Between 1967 and 1975, Manny Farber made large abstract paintings on paper. It was a fertile period for new types of abstraction in American art, and Farber’s paintings contributed to that creative moment in a way that has not been fully acknowledged. These works pit simplicity against complexity. Their unconventional shapes are pleasingly elemental: a circle, a fanlike arc, a fusion of two partial triangles, and so on. At first, the surfaces look as simple as the shapes; these works are dominated by one or two colors, yet the closer you look, the more variations and incidents you see: a welter of lines creates meandering patterns; drips and splotches provide flourishes of contrasting color.

Along with their shape and color, Farber’s labor-intensive method of construction gives these paintings their distinctive identity. He took large squares of kraft paper, joined them together with one-inch seams, and then cut them into their defining shapes. He used multiple layers to strengthen the surfaces, applying paint with rollers to both sides. (Thus there is no front and no back; these are two-sided paintings.) He soaked them in water between coats of paint, dragged string across them to create lines, and drew on them as well.
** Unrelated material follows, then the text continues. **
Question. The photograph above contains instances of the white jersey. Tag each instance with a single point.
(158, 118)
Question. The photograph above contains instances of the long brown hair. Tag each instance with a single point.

Farber’s abstractions share affinities with the color-field painting of Morris Louis and Helen Frankenthaler, among others, though his devotion to process also connects him to artists like Richard Serra and Barry Le Va. These works also look back to Jackson Pollock’s all-over canvases and his method of working on the floor. (Farber was an early, perceptive reviewer of Pollock’s paintings.) Farber’s abstract paintings are an absorbing chapter in the saga of an artist who went on to do luminous figurative work from the 1970s until his death in 2008.